During my niece's wedding last week, Michael was able to speak privately with my sister. Along with mom, we have been talking about changing our holiday traditions as it is becoming just too much for mom and me. We daydreamed about Thanksgiving take-out dinner from my organic market and enjoying Christmas lunch in a beautiful hotel dining room. No work. No two-hour each way traffic on snarled freeways. No hosting the event with days of preparation.
Earlier in the year, I had approached my niece to talk about this change of tradition. She totally understood and I asked if she could somehow mention how difficult it has become, especially for mom but for me, too. When Michael spoke to Lee last week, he talked about the traffic and the stress of the holidays and that now that Shelley was married, it was time for them to begin their new traditions. Lee replied that Shelley had mentioned this as well. Thank you, Shelley.
Michael offered that it might be nicer to spend non-holiday time together, to meet halfway when the freeways are not filled to the brim for a nice lunch some weekday during the spring or fall. I think the way he presented it, she understood. I hope.
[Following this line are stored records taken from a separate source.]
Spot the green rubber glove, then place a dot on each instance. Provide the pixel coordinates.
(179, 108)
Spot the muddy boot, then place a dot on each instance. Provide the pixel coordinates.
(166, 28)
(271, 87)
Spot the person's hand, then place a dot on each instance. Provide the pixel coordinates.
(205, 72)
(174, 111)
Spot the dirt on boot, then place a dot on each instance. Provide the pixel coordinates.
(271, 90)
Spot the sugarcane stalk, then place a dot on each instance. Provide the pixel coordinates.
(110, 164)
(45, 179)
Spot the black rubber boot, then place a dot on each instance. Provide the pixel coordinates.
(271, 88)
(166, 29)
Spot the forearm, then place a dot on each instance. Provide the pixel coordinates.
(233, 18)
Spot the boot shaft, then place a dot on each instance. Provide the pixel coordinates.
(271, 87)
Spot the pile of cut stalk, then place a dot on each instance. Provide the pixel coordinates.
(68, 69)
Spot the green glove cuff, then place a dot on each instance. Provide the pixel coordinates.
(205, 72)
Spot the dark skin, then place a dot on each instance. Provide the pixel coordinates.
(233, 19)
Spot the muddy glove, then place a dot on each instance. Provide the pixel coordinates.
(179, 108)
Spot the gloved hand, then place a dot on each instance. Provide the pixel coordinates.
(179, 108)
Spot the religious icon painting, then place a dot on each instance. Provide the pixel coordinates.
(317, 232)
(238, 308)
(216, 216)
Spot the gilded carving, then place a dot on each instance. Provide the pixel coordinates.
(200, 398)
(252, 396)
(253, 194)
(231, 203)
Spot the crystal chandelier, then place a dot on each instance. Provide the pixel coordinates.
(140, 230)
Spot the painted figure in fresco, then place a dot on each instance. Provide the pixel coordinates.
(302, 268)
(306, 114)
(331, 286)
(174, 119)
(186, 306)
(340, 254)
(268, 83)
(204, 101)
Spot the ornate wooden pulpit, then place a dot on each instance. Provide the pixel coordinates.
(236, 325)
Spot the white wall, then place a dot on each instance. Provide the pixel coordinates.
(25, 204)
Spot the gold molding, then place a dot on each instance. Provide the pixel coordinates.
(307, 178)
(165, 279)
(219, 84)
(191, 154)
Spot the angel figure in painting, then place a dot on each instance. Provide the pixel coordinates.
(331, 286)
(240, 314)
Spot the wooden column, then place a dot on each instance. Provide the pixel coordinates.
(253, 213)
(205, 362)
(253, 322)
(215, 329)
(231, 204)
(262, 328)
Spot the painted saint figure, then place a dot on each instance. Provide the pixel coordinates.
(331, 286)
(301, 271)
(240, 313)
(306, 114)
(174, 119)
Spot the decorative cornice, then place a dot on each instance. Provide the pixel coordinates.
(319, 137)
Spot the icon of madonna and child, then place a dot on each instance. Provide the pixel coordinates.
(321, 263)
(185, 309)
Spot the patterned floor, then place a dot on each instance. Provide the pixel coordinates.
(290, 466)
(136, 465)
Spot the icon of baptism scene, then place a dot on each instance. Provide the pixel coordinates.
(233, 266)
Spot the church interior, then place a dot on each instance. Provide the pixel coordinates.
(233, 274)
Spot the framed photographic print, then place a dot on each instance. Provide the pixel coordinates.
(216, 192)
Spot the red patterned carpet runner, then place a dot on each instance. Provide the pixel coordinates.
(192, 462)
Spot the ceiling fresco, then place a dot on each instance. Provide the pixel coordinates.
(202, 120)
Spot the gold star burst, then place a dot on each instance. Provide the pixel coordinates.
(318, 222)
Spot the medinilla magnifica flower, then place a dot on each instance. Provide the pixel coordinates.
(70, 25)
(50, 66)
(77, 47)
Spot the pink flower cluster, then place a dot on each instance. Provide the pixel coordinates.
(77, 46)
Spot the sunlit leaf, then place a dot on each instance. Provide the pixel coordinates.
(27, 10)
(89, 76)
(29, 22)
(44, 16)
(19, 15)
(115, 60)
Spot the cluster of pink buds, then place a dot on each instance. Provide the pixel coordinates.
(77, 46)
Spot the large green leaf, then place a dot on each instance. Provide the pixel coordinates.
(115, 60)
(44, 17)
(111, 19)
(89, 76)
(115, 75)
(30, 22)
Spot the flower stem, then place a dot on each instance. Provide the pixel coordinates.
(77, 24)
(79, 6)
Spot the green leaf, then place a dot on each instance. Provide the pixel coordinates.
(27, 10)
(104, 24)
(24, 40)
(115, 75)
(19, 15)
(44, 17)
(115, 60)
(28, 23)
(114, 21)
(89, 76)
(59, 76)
I feel a huge weight has been lifted from my shoulders.
In other news, I spoke with RN Christina at my rehab class on Thursday and told her the story about meeting the woman listed for lung transplants during my testing for the Lung Transplant Clinic a couple of weeks ago. It made no sense to me that her PFT numbers were so much better than mine - ever - and that she was already on the waiting list for her new lungs. How was that possible?
Christina told me that qualifying for lung transplants are not totally about hitting certain PFT numbers (which I did think) but it is also the level of the person's activities of daily living. Are they functioning? Can they take a shower? Can they pay their bills? Can they food shop? No matter the numbers, if the person is needing 10 liters of oxygen to sit on a couch, that is not living.
So, why were our numbers and activities of daily living so different? Christina grinned and said that it was my years of exercise. I have the muscles to sustain my activities of daily living. She then mentioned that even with the recent wicked knee injury, I was still at the rehab class and working out. That was what made the difference between the other woman and me.
That made sense. It also made sense when I think back to when the clinic's doctor said that I had been living with the horrible PFT numbers for years and asked what it would take for me to pull the trigger for transplants. I thought my numbers were still too high.
What I now realize is that when it really is the time, I will know it. It will be when I cannot function how I want to function. When it is so bad that I would be willing to take the chance of dying on the table than to live anymore at that level.
Somehow, the conversation with Christina settled it all in my mind and body. Pulmonary rehab is so much more than just exercising!